Minor party alternatives
However, while Turnbull remained in the job, disaffected conservatives were forced to consider placing their votes with other parties of the right. In the 2016 election, Stone recommended merely placing candidates from “acceptably ‘conservative’ parties” (such as Family First, the Australian Liberty Alliance, Fred Nile’s Christian Democrats and the Shooters and Fishers Party) above those Liberals who voted for Turnbull in the leadership spill.
But by April 2017, increasingly exasperated with the Liberal Party’s unwillingness to remove Turnbull, Stone was ready to abandon the party altogether:
If … nothing has been done by mid-year, we still loosely unattached Dis-Cons will need finally to make the break – to sever our former Liberal loyalties and definitively look elsewhere to lodge our votes. Pauline Hanson’s One Nation Party, of course, beckons, as do the Liberal Democrats. Perhaps most attractive may be Cory Bernardi’s Conservative Party; but one way or the other, decision time approaches.
However, the recent electoral results of these alternatives have been decidedly underwhelming. One Nation seemingly came from nowhere to win four Senate seats in 2016, but performed significantly below expectations in subsequent state elections in Western Australia and Queensland.
The performance of Bernardi’s Australian Conservatives in the South Australian election in March this year was even more disappointing. Launched in April 2017 as the party for conservatives fed up with the direction of the Liberal Party under Turnbull, the party received a miserable 3% of votes in Bernardi’s home state, and has since suffered the defection of one MP to the Liberals.

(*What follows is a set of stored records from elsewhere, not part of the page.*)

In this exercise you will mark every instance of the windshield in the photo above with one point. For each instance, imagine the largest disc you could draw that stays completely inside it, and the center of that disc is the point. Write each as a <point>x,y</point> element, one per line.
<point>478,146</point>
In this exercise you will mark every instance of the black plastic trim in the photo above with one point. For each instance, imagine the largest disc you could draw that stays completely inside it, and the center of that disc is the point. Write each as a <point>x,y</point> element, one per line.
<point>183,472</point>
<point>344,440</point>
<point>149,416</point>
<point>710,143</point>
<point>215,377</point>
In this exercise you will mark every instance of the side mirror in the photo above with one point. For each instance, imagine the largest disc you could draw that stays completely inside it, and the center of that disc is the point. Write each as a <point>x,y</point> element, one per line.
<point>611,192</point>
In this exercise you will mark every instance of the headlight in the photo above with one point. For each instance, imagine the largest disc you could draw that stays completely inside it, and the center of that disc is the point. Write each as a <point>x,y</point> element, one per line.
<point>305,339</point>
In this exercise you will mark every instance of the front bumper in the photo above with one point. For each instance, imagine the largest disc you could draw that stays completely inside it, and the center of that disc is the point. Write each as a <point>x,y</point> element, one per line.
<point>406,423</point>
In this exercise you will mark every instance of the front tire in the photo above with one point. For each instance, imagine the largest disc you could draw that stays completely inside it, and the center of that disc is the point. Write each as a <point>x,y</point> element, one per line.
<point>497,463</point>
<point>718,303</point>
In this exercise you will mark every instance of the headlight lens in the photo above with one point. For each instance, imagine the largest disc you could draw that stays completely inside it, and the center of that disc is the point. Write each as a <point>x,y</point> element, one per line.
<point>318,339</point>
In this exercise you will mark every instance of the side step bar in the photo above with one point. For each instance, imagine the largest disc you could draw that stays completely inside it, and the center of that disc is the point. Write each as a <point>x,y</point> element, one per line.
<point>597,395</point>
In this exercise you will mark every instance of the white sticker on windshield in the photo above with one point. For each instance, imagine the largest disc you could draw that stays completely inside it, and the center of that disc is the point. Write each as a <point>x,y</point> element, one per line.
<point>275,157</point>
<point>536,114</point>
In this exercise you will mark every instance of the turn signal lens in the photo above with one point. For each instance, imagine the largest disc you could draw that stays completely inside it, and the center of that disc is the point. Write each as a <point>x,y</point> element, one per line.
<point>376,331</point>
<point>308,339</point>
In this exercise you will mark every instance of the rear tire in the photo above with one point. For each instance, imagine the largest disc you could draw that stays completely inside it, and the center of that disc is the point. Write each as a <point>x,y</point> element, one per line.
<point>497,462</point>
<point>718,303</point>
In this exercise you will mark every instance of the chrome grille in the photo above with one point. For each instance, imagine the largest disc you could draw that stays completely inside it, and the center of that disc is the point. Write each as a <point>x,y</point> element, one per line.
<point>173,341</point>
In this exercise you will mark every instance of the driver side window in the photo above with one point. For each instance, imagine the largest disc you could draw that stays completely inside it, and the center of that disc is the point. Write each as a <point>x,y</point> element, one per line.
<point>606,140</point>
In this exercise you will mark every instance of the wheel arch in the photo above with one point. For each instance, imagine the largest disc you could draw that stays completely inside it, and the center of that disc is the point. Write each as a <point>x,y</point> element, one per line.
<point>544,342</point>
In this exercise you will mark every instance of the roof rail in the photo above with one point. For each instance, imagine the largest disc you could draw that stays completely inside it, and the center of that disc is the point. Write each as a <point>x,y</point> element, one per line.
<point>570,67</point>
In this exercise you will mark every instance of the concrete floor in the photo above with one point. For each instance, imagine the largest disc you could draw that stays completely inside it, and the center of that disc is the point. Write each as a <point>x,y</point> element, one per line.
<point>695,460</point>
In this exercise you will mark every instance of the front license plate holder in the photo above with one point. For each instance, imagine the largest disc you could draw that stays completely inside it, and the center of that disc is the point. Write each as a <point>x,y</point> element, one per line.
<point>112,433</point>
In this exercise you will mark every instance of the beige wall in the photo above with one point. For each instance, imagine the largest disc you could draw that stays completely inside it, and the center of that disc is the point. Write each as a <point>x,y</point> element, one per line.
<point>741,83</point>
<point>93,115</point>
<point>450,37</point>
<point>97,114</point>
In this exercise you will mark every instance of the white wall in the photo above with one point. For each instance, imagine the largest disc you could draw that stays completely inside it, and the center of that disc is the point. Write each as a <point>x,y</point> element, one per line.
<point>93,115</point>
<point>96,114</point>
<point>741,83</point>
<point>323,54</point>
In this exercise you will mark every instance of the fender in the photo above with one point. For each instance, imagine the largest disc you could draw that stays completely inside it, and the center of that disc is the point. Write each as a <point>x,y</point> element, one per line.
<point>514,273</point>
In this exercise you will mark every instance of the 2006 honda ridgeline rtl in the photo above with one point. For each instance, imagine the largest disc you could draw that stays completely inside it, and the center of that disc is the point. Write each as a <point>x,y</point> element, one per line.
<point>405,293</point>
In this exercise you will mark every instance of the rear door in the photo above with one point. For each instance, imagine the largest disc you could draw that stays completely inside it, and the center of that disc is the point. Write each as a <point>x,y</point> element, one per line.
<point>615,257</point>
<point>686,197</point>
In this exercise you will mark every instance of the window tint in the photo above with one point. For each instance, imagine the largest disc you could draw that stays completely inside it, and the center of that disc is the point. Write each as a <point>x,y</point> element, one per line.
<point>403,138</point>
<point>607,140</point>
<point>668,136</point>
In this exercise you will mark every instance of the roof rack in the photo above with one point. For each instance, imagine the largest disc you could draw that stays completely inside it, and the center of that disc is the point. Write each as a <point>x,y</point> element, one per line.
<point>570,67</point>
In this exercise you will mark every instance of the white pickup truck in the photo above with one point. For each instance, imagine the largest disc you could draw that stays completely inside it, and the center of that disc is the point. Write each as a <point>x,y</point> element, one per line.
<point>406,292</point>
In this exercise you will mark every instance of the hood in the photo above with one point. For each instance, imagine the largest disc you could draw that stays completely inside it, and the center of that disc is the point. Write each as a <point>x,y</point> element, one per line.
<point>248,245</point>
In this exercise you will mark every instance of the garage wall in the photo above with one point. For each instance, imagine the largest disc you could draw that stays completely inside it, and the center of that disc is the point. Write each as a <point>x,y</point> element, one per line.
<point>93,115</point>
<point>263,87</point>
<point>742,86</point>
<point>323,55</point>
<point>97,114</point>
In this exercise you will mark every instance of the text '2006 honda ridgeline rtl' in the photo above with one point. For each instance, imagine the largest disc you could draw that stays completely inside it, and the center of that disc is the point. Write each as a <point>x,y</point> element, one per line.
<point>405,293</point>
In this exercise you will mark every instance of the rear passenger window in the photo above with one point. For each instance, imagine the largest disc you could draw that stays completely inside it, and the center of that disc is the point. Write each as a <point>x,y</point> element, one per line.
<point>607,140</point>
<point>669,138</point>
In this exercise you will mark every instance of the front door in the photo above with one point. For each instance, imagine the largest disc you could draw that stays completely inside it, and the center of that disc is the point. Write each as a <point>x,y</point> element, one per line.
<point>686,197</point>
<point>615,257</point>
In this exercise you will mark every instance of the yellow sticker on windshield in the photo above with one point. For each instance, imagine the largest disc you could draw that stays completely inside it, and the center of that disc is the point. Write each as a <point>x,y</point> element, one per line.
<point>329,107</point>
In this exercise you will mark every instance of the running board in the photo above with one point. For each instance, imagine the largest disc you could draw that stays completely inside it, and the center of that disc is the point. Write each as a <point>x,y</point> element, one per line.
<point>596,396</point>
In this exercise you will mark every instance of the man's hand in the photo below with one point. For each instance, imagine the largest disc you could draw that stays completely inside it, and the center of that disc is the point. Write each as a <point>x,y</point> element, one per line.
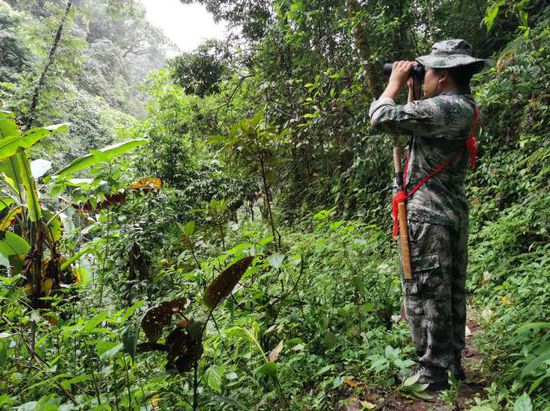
<point>401,72</point>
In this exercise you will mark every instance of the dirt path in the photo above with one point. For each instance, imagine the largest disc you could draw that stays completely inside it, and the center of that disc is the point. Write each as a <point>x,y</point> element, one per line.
<point>448,400</point>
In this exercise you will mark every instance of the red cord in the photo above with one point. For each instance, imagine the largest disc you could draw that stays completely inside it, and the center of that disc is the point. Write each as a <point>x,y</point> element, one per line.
<point>399,197</point>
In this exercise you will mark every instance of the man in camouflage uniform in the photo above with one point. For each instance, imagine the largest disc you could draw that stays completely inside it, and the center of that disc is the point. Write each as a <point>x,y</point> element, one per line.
<point>437,212</point>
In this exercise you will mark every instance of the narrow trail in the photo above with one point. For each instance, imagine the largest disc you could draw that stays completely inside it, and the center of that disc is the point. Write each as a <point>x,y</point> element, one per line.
<point>374,398</point>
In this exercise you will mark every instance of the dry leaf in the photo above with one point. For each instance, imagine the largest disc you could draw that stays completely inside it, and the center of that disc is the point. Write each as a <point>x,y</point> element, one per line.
<point>158,317</point>
<point>225,282</point>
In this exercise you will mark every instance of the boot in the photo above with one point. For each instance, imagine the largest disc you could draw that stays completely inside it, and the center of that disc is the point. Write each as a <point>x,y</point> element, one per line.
<point>436,378</point>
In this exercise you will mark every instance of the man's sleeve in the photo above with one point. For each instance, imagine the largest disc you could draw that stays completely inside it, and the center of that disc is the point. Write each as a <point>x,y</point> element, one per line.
<point>424,118</point>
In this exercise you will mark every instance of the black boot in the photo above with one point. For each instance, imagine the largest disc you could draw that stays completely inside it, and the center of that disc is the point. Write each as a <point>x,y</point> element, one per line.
<point>457,370</point>
<point>436,378</point>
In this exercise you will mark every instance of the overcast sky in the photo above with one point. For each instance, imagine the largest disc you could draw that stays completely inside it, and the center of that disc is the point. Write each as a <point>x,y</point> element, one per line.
<point>186,25</point>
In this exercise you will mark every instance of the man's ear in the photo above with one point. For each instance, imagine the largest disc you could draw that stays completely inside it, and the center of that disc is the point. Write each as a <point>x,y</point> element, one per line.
<point>442,76</point>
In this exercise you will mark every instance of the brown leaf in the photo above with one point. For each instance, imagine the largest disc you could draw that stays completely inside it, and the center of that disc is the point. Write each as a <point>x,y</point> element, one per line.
<point>158,317</point>
<point>225,282</point>
<point>184,347</point>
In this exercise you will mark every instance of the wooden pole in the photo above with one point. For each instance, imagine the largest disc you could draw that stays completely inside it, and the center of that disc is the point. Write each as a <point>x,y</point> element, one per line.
<point>402,217</point>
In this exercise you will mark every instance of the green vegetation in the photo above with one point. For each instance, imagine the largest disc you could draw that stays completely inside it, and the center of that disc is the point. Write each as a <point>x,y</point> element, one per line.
<point>213,231</point>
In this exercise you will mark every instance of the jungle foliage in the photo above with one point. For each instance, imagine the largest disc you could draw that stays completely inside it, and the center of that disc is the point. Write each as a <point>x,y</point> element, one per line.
<point>218,237</point>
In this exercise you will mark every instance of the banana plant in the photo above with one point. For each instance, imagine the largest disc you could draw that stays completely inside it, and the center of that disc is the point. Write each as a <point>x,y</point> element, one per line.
<point>31,233</point>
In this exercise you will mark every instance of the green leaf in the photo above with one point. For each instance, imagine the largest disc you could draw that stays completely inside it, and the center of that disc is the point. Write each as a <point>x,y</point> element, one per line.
<point>24,168</point>
<point>545,356</point>
<point>189,228</point>
<point>112,352</point>
<point>268,369</point>
<point>411,380</point>
<point>8,126</point>
<point>129,339</point>
<point>40,167</point>
<point>523,403</point>
<point>11,145</point>
<point>102,155</point>
<point>12,244</point>
<point>276,260</point>
<point>75,257</point>
<point>532,326</point>
<point>213,377</point>
<point>5,202</point>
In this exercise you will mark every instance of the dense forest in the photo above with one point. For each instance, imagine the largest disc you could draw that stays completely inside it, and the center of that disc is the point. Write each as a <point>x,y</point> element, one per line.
<point>213,230</point>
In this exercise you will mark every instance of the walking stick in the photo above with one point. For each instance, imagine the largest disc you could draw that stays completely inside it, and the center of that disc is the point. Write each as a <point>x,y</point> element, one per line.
<point>402,216</point>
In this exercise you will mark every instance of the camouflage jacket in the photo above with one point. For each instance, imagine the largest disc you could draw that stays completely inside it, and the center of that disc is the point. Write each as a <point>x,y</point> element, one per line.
<point>439,127</point>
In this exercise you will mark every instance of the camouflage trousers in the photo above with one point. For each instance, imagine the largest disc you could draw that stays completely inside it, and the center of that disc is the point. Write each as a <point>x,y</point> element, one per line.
<point>435,298</point>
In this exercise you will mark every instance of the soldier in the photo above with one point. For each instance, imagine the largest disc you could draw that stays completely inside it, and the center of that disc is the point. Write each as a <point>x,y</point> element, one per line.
<point>442,128</point>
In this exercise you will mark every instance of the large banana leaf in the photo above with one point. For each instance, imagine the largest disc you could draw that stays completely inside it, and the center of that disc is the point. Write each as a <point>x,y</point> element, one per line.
<point>17,173</point>
<point>8,126</point>
<point>8,170</point>
<point>10,145</point>
<point>12,244</point>
<point>102,155</point>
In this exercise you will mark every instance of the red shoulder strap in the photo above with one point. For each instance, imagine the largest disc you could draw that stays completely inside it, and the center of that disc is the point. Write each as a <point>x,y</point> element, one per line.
<point>471,146</point>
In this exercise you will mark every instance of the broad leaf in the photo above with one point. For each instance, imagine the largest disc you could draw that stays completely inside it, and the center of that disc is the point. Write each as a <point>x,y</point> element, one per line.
<point>10,145</point>
<point>12,244</point>
<point>102,155</point>
<point>129,339</point>
<point>40,167</point>
<point>523,403</point>
<point>269,369</point>
<point>213,377</point>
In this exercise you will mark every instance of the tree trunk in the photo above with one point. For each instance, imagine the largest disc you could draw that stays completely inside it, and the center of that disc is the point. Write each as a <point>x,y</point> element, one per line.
<point>36,93</point>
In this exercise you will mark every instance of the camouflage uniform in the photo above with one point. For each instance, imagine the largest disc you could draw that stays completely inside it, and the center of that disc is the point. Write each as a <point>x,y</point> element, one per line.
<point>437,217</point>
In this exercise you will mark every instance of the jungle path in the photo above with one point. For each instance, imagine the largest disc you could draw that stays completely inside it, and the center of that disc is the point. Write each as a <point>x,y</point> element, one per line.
<point>375,398</point>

Abbott’s relentless campaign
And so, an Abbott-led Liberal Party remains the goal for disaffected conservatives, and Abbott has proven more than willing to present himself as their flag-bearer. One report suggested he is preparing the ground for a return to the leadership in opposition, though Abbott publicly refuted the story.
But the former prime minister continues his relentless campaign to undermine Turnbull’s leadership. He launched Pauline Hanson’s book at Parliament House, urging the Coalition to work with the “constructive” One Nation, and mischievously suggesting that “you are always better the second time around”.
Abbott is also a central figure in the Monash Forum, a loose collection of conservative Liberals and Nationals urging the government to invest in coal-fired power stations. Tellingly, the story of the group’s emergence was first broken by Peta Credlin, Abbott’s former chief of staff.
As they did in 2009, conservative MPs are exploiting internal divisions over climate and energy policy to undermine Turnbull’s leadership. The Monash Forum was slammed as “socialist” by Paul Kelly, and derided by Miranda Devine as merely “the usual suspects among the tiny delcon contingent of Liberal MPs”.
But though their numbers may be small, the delcons’ political impact is immense. They are determined to bring down the prime minister at any cost, including doing long-term damage to the Liberal Party.
This article is the second in a five-part series on the battle for conservative hearts and minds in Australian politics.